Quanto de energia não-fóssil será necessária para transformar a matéria em mercadorias, inclusive autos elétricos, cujo Deus Mercado diz necessitar crescer em nome de uma ideia, inalcançável, de que todos poderão participar do banquete! Não façamos promessas de Desenvolvimento/Crescimento que não poderemos cumprir ! [6] Ou será esse o horizonte que o tal Mercado (leia-se, o Capital) nos oferece que, como todo horizonte, se afasta à medida que dele tentemos nos aproximar e, assim, caminhamos. Tudo indica que entre nós e esse horizonte tenhamos um abismo. Baixemos a bola! Há hora em que menos pode ser mais … vida! Mahatma Ghandi já havia alertado: “para desenvolver a Inglaterra foi necessário o planeta inteiro. O que será necessário para desenvolver a Índia”, perguntava.
 
Notas 

[1] Não perguntemos quantas unidades de carros a FIAT lançou contra o planeta desde então.
[2] E quanta violência será necessária para tornar a natureza e o trabalho em mercadoria encontrável naturalmente no mercado.
[3] Aristóteles (384 A.C. a 322 A.C.) vivera em Atenas em uma época em que a economia mercantil tivera pouca relevância e, por isso, teria sido, segundo Karl Polanyi, o grande teórico da economia como prática para garantir a vida enquanto produção-reprodução de valores de uso. Daí, para ele, a economia seria tudo aquilo que dizia respeito à administração da casa, do Oikos, Eco.
[4] Assim, não podemos confundir, como vem sendo comum, mercado com sociedade capitalista. Insistimos, em companhia, de Karl Polanyi que o mercado é uma instituição social que, ao longo da história em diferentes geografias, sempre esteve subordinado a princípios éticos e morais. O que o capitalismo estaria nos levando é ao mercado sem valores éticos e morais. Isso se torna mais acentuado quando o Dinheiro passa a ser, ele mesmo, Mercadoria e não mais um simples meio de troca. Ganhar Dinheiro com Dinheiro faz com que se perca o sentido de troca social, com seus valores éticos e morais, que sempre impregnou, de uma forma ou de outra, os mercados, ou melhor, as sociedades.
[5] Haverá prazo?
[6]  O Painel do Clima da ONU disse recentemente que não há mais espaço para o crescimento, mas o Banco Mundial e o FMI seguem defendendo o «crescimento sustentável» (Mestrum, 2021). Um eufemismo para continuar crescendo, o que, convenhamos, é inerente à lógica da acumulação de capital. Capitalismo sem crescimento é igual a um logaritmo amarelo. “Com um crescimento econômico mundial em torno a 3%, a economia poderia duplicar em menos de 25 anos. Até uma criança pode ver que desta maneira serão alcançados rapidamente os limites planetários, certamente se o crescimento da população continua também. Portanto, o crescimento ficaria descartado e o sistema econômico atual, obsoleto. Outro estudo do Banco Mundial, afirma que não será tão fácil mudar completamente em direção à energia limpa. Se queremos alcançar o objetivo de um aumento máximo da temperatura de 2 °C, serão necessários mais de três bilhões de toneladas de minerais para a produção de energia limpa até 2050”, como argumenta Francine Mestrum. Sabemos qué, pero ¿sabemos cómo? Estrategias de sostenibilidad- Francine Mestrum. ALAI, 30 de outubro de 2021.
 

 
Referências
 
Altvater, Elmar. 1994. O Preço do Progresso. Edunesp, São Paulo.

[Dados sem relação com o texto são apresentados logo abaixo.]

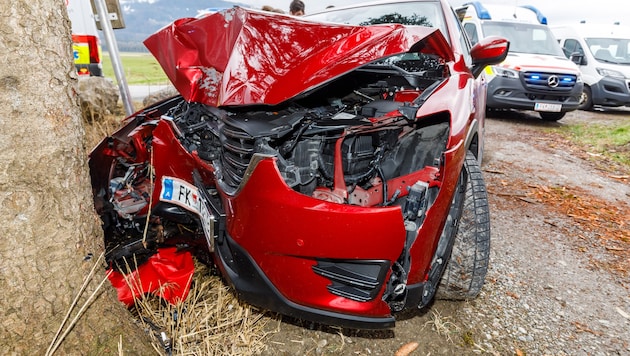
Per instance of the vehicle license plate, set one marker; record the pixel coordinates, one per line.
(548, 107)
(180, 192)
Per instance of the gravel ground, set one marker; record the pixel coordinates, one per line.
(546, 293)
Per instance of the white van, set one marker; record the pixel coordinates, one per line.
(535, 75)
(602, 53)
(86, 46)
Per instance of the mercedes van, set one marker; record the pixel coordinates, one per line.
(602, 53)
(535, 75)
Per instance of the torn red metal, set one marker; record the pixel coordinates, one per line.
(166, 274)
(244, 57)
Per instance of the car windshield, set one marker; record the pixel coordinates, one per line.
(610, 50)
(417, 13)
(524, 38)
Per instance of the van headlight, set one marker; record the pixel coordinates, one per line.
(610, 73)
(504, 72)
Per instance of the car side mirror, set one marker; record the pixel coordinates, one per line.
(578, 58)
(489, 50)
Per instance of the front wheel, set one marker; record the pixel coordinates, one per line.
(551, 116)
(466, 270)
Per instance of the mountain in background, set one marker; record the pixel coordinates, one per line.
(144, 17)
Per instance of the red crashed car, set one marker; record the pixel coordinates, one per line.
(326, 165)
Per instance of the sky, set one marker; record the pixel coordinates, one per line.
(558, 12)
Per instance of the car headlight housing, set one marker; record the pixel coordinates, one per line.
(610, 73)
(505, 72)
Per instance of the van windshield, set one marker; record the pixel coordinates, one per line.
(610, 50)
(524, 38)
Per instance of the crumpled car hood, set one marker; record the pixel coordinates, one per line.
(247, 57)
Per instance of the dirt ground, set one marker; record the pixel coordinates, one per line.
(558, 282)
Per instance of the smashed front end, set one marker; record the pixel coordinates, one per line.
(324, 201)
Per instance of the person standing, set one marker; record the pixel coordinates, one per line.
(297, 8)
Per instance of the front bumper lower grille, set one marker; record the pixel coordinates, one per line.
(355, 280)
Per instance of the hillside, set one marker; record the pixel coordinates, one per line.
(142, 18)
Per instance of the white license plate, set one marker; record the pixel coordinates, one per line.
(548, 107)
(186, 195)
(180, 192)
(207, 222)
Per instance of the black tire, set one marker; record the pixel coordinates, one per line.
(586, 100)
(466, 269)
(551, 116)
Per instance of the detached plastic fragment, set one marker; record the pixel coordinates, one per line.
(166, 274)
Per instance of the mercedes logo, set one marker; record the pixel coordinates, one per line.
(553, 81)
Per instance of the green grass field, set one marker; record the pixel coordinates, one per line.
(139, 68)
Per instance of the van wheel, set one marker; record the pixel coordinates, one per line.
(466, 269)
(551, 116)
(586, 99)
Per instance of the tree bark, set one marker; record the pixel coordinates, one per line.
(47, 223)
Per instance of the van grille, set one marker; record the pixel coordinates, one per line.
(550, 81)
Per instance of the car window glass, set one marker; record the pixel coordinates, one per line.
(471, 31)
(411, 14)
(463, 39)
(611, 50)
(524, 38)
(572, 46)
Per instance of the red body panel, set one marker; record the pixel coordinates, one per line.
(261, 58)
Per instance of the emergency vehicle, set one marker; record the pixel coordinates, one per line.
(535, 75)
(602, 53)
(86, 45)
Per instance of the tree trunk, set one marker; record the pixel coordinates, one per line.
(48, 226)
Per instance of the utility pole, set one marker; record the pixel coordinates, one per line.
(112, 47)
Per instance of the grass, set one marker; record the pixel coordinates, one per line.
(139, 68)
(611, 141)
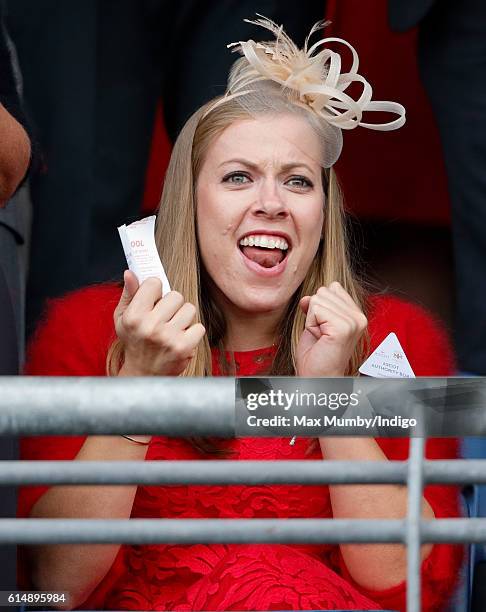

Brundtland, Gro. 1991 [1987]. Nosso Futuro Comum. Ed. Fund. Getúlio Vargas, Rio de Janeiro.
Marques, Luiz. 2018. Capitalismo e Colapso Ecológico. Ed. Unicamp. 3ª edição, São Paulo
Meadows, D. et al. 1972. Os Limites do Crescimento. Ed. Perspectiva, São Paulo.
Méndez, Ricardo. 2020. Sitiados por la Pandemia: Del colapso a la reconstrucción: una geografía. 2ª edición. http://revives.es/publicaciones/>
Serres, Michel. 1994. O Contrato Natural. Ed. Instituto Piaget.
Porto-Gonçalves et al, 2021. Pandemia: De Fratura Metabólica e Crise Sistêmica: um padrão de poder e de saber em crise. Inédito.
Scheibe, L.F. e Pellerin, J. 1997. Qualidade Ambiental de Municípios de Santa Catarina: o município de Sombrio. FEPEMA, Florianópolis.